Chinese cracking group throws in the towel
Chinese pirate collective 3DM has announced that it's on hiatus, but I saw what happened to One Direction and now I find it hard to trust.
Chinese pirate collective 3DM has announced that it's on hiatus, but I saw what happened to One Direction and now I find it hard to trust. Perhaps team leader 'Bird Sister' is using the break as cover to launch her own solo cracking career.
"We just had an internal meeting," Bird Sister (known also as Phoenix) says on her blog, as reported by TorrentFreak. "Starting at the Chinese New Year, 3DM will not crack any single-player games." Chinese New Year is today, February 8.
This comes exactly one month after 3DM announcedthat the second-layer DRM protection software on Just Cause 3, Denuvo, was proving too hard to crack, like one of those pistachios where the shell is completely closed so you can't even get a fingernail in.
Melodramatically, Bird Sister speculated that piracy itself could be a thing of the past within two years. 3DM is going to give it one: the team will have another shot in a year's time, presumably to capitalise on advances made by other crackers or in the hope that the Denuvo devs will all be replaced by Weebles. At that time, they'll also "see if genuine sales have grown", turning a good long holiday into an impromptu market dynamics experiment.

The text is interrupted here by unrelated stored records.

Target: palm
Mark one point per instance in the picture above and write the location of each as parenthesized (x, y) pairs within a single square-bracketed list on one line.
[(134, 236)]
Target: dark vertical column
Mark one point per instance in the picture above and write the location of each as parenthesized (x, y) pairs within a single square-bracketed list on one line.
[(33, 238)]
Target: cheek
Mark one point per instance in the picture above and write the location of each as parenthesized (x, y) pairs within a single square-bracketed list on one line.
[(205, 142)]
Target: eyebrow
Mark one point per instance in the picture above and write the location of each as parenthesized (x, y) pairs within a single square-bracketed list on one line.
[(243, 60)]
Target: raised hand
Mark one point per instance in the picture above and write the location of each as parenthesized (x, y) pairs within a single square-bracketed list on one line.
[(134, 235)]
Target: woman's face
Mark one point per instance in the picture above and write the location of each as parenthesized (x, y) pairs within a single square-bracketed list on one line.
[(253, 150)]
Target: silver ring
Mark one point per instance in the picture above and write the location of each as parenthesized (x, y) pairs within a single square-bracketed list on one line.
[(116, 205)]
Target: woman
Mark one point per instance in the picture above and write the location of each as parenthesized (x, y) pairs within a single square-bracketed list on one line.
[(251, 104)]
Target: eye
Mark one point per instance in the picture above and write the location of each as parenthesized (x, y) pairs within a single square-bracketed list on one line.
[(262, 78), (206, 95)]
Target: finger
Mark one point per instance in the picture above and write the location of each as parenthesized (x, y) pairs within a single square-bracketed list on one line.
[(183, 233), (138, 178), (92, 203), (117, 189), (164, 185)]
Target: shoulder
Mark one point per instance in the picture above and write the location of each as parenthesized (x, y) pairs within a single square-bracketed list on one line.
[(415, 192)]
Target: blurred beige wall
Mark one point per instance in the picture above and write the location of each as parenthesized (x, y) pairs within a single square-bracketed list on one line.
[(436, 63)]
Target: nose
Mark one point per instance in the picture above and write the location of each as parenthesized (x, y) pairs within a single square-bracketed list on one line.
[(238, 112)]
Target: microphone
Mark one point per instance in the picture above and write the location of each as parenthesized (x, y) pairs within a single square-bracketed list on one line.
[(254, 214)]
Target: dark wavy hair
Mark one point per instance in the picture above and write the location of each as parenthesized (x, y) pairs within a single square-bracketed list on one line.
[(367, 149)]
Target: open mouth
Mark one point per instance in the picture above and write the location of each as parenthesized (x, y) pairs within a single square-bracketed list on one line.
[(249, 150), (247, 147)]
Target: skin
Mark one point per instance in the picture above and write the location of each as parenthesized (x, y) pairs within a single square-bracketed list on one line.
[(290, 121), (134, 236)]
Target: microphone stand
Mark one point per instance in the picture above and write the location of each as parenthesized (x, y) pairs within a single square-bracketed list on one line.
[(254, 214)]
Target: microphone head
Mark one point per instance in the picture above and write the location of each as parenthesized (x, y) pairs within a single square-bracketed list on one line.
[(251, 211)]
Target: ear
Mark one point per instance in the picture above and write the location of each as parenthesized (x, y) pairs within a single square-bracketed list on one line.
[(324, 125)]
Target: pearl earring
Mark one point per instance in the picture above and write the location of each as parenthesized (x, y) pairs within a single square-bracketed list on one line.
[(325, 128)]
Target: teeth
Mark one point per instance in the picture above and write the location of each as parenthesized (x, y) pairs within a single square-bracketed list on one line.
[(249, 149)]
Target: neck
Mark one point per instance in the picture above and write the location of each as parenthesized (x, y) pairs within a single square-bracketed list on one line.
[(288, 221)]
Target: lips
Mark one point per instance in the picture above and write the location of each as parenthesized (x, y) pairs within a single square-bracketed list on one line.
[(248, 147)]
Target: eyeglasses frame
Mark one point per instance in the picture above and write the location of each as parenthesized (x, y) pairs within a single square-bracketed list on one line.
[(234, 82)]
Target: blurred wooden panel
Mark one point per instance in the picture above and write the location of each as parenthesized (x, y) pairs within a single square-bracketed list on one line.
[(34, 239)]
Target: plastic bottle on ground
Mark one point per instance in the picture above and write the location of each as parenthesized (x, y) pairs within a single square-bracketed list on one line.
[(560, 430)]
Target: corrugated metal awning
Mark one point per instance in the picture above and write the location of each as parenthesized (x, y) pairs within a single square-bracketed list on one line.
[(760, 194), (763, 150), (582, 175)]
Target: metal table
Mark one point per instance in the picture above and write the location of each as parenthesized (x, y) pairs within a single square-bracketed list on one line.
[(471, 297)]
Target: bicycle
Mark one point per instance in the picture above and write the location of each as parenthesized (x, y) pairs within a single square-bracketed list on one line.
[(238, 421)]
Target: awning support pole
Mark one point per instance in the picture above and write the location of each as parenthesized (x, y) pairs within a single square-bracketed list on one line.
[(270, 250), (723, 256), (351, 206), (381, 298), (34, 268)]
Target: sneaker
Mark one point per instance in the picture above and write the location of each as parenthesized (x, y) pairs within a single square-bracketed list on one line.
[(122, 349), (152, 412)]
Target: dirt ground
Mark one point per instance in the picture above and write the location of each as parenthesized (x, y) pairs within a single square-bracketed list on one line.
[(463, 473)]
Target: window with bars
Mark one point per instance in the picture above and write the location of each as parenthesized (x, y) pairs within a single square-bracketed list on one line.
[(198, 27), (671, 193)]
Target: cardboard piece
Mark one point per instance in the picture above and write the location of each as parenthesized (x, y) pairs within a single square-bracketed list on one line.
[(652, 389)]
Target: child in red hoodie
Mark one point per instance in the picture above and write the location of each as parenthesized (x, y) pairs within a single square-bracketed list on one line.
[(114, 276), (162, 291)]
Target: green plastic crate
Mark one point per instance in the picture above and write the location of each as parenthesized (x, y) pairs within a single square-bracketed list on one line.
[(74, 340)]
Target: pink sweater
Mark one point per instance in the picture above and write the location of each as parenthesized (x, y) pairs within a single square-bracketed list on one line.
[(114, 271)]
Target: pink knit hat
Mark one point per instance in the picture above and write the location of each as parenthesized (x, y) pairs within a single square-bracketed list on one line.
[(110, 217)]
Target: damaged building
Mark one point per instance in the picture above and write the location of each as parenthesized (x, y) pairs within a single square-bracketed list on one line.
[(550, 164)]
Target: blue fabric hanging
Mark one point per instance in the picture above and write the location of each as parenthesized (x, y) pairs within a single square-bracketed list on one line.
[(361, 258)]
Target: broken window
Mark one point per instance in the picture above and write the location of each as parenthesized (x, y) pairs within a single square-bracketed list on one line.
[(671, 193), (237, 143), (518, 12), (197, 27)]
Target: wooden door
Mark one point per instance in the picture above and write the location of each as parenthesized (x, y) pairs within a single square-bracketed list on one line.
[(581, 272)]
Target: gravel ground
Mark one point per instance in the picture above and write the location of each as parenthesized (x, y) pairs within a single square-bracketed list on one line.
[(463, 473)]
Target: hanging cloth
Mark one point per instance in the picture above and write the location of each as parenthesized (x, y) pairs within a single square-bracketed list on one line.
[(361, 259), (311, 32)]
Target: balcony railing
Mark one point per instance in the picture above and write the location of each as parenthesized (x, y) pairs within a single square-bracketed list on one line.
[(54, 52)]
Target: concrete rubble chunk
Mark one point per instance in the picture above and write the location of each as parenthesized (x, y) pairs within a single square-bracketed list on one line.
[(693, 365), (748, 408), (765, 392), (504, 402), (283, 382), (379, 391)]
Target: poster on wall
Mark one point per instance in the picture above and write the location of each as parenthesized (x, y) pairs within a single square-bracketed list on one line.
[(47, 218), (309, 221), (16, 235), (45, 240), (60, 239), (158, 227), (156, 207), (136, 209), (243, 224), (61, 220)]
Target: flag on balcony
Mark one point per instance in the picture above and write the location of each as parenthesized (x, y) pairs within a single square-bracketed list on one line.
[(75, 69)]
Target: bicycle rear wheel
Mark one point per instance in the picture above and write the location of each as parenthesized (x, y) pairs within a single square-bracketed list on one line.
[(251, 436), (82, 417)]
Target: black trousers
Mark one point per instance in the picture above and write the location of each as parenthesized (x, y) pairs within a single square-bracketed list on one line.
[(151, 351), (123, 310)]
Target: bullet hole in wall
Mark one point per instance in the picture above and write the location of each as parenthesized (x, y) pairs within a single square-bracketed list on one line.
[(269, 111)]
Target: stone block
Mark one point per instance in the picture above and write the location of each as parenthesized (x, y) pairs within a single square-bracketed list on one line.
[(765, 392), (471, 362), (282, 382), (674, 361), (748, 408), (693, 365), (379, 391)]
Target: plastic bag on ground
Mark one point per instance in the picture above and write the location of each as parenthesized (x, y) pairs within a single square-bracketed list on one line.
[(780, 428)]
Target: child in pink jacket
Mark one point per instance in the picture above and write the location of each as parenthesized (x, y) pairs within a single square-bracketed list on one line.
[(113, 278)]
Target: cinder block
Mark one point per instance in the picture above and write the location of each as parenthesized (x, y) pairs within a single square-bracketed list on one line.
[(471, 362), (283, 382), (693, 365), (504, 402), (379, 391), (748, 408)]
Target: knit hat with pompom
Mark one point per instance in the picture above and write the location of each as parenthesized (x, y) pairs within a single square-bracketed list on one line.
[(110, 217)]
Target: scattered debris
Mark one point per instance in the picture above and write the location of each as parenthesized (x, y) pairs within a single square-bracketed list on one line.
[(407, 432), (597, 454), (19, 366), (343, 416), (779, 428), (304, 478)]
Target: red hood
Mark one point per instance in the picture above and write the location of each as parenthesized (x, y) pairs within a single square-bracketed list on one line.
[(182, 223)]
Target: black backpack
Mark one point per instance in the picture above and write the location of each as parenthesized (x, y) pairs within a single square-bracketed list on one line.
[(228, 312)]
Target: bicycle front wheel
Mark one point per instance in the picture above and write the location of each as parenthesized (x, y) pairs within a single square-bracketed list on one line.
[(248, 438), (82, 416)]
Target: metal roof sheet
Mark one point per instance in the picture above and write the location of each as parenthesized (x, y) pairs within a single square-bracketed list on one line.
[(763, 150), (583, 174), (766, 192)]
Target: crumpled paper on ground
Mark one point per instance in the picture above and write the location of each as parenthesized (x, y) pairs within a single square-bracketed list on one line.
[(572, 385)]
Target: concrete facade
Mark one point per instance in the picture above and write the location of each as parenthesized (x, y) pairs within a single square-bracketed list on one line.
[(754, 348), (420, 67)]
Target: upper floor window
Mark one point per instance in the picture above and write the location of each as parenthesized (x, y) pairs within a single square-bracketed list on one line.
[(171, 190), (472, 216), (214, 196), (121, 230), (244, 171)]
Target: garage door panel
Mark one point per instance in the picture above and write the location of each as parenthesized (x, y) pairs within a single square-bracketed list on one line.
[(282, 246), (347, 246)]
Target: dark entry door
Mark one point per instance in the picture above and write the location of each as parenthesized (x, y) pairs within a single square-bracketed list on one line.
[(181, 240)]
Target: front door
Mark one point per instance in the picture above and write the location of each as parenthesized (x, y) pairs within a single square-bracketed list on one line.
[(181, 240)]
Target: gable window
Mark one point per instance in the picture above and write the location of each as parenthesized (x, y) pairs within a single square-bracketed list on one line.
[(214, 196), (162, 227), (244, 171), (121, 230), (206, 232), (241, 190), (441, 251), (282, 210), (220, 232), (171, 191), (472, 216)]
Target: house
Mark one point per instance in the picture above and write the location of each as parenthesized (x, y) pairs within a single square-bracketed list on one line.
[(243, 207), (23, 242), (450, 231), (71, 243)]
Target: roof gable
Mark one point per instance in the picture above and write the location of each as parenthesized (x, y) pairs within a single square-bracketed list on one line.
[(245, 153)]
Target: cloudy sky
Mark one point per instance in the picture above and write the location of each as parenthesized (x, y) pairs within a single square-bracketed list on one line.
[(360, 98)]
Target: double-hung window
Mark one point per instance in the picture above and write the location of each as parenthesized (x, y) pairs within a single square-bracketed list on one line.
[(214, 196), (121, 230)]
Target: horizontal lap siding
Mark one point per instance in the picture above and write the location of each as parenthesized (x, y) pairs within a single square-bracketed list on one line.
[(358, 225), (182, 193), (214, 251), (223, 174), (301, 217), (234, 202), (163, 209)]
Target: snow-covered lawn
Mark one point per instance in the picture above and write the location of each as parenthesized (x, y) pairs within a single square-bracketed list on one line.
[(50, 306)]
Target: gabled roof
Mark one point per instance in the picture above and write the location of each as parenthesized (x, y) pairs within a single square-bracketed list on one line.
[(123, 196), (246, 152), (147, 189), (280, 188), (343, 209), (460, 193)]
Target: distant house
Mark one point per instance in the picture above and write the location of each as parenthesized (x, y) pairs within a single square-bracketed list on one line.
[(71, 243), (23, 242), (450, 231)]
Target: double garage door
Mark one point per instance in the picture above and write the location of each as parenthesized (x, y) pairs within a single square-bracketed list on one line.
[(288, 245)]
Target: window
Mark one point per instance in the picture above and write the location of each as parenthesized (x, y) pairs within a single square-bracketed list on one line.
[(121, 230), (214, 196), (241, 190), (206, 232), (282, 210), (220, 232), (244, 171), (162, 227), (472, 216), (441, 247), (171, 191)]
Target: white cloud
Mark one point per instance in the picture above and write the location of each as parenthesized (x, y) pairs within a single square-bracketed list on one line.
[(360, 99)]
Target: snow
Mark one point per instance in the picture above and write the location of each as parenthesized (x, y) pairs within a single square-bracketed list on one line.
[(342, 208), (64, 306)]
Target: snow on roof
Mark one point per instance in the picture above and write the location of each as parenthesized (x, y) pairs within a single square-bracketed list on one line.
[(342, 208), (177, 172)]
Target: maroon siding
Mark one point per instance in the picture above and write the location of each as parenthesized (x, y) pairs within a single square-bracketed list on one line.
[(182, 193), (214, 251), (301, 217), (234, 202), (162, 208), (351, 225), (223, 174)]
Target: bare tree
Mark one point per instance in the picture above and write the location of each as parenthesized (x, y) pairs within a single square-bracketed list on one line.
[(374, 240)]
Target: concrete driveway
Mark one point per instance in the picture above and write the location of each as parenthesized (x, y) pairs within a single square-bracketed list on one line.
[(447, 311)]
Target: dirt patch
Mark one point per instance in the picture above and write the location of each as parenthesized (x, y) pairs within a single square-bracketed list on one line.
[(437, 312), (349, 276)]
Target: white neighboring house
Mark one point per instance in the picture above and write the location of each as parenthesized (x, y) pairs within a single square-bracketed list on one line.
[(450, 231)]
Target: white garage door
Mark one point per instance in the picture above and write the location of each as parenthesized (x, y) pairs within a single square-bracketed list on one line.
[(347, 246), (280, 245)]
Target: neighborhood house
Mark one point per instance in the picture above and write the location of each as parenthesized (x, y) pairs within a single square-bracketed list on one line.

It's an odd comment. For one thing, I'm not sure where they could obtain sales figures comprehensive enough to make the comparison, let alone account for the other commercial forces at work. For another, she doesn't indicate what the result of such an observation would mean for 3DM: would it change its ways and set up an online store whereby all participants in the economy enjoyed an equitable exchange of goods, or up its pirating game like Robin Hood to Square Enix's sheriff of Nottingham?